Ballparks - # 25 - Oakland-Alameda County Coliseum
8/2/24
It’s springtime and our ‘National Pastime’ is back. I pause to consider that archaic label given how football has become America’s real sports obsession. And why not? We are less drawn to the pastoral vibes and Fields of Dreams and the objective of going home. What excites us now are blitzes, bombs and knocking our opponents on their ass.
Last summer, we went to California to visit friends and add two more ballparks to the life list. It was my last chance to see the Oakland Athletics. Formerly, the Kansas City Athletics. Originally, the Philadelphia Athletics. Now the Sacramento Athletics. Eventually to be the Las Vegas Athletics…unless they go for a total makeover and adopt a new name like Gamblers or Slots.
The Philadelphia A’s were one of the charter teams in the American League. The early years were impressive as owner-manager Connie Mack won five World Series between 1910 and 1930. He managed the team for fifty years.
The old A’s teams produced a few Hall of Famers like Jimmy Foxx, Al Simmons, Lefty Grove and Connie Mack. I remember the Oakland teams that won the Series three straight years in the ‘70’s and the stars that made it to Cooperstown…Reggie Jackson, Rollie Fingers, Rickey Henderson and Catfish Hunter.
Can not think of another park with better grass…and so much of it. This field had the most foul territory in the game…enough to significantly depress batting averages…and exhaust infielders.
(Note – Windows 11 grammar correction suggests I say, “foulest territory in the game.” I believe that would change the intended meaning.)
The Coliseum was completed in 1966. There are only four older ballparks…and it’s the last ballpark that also accommodated football…and not very well. I remember seeing early season Raiders games where the gridiron included the infield dirt…not very pleasing to the eye or to tacklers, I imagine.
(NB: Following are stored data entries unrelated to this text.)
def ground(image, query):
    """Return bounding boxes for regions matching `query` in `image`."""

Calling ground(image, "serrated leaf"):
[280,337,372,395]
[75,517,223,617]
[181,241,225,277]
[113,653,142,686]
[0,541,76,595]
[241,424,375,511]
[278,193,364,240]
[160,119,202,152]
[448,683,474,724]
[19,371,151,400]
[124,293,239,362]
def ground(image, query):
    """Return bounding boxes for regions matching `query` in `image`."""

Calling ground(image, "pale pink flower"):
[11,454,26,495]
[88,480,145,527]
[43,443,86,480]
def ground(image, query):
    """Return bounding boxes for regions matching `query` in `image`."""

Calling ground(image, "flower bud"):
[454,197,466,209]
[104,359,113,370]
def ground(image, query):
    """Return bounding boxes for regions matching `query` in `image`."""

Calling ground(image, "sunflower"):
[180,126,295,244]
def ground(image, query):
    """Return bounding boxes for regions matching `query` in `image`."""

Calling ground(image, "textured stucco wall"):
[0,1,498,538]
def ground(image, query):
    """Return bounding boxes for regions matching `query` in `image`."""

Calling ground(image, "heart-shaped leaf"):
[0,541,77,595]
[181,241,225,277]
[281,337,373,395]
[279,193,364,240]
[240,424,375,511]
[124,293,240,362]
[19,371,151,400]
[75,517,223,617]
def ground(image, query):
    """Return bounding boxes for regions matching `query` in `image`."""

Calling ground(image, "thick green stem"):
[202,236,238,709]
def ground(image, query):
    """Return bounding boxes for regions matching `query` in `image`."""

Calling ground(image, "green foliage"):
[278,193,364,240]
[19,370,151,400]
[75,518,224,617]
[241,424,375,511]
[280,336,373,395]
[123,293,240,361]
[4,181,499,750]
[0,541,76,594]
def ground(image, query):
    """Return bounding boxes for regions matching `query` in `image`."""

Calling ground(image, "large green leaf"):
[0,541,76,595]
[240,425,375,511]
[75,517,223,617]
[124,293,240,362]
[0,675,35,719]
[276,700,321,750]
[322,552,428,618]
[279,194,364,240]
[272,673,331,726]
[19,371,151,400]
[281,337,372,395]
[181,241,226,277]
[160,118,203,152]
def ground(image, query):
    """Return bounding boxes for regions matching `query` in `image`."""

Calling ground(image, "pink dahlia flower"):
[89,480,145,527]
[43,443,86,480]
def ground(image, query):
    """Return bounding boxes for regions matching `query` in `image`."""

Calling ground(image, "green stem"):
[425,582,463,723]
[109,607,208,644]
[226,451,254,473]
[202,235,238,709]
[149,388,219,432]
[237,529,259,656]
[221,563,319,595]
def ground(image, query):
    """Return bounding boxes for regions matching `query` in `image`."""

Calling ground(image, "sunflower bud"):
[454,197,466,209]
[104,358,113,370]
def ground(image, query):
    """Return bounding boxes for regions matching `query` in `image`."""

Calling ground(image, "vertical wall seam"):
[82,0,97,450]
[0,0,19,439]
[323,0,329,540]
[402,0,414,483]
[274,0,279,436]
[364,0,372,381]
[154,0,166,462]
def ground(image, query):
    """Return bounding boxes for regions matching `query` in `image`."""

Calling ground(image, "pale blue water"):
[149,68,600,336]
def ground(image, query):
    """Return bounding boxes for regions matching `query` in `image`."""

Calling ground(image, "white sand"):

When the Raiders couldn’t extort improvements, they moved to Los Angeles. When they couldn’t do the same thing there with the ancient Coliseum, they returned to Oakland in 1996 after the city put $200 million into building ‘Mount Davis,’ named for the irascible late owner of the team. The legacy of the Raiders’ configuration has left the ballpark with the highest rows of seating, above two levels of premium sky boxes, above two more decks of seating all beyond deepest center field. I think the great sheets of green canvas and names of former greats are as good a decorative touch as can be.
I took a moment to climb to the last row of the upper deck…where no fans have been for a long time. If the venue ever hopes to stage a full house event, it will need to power wash great swaths of the current aviary.
In what some might offer as evidence supporting relocation, the visiting L.A. Dodgers’ fans were a greater presence in the stands. Dodger blue everywhere. This night’s attendance, 21,000, was almost double the average turnout the A’s had in 2024. As is our practice, the date at the beginning of this post is a link to the box score and everything else about the game.
Previous posts have cited the 2017 Washington Post ranking of all thirty ballparks. Oakland’s sits in 28th place with only Guaranteed Rate Field (White Sox) and the hurricane-damaged Tropicana Field (Tampa Rays) behind it. No argument there. The stadium is a relic from the era of multi-purpose venues and simpler marketing times.
My daily Sports Page routine includes the occasional check on the standings. For some reason, every team is identified by the city and not the team. Hence, the American League East Division has New York, Boston, Baltimore, Toronto and Tampa. However, the American League West consists of Texas, Los Angeles, Seattle, Houston and Athletics. I guess someone rightly thought we would recognize that name more than ‘Sacramento.’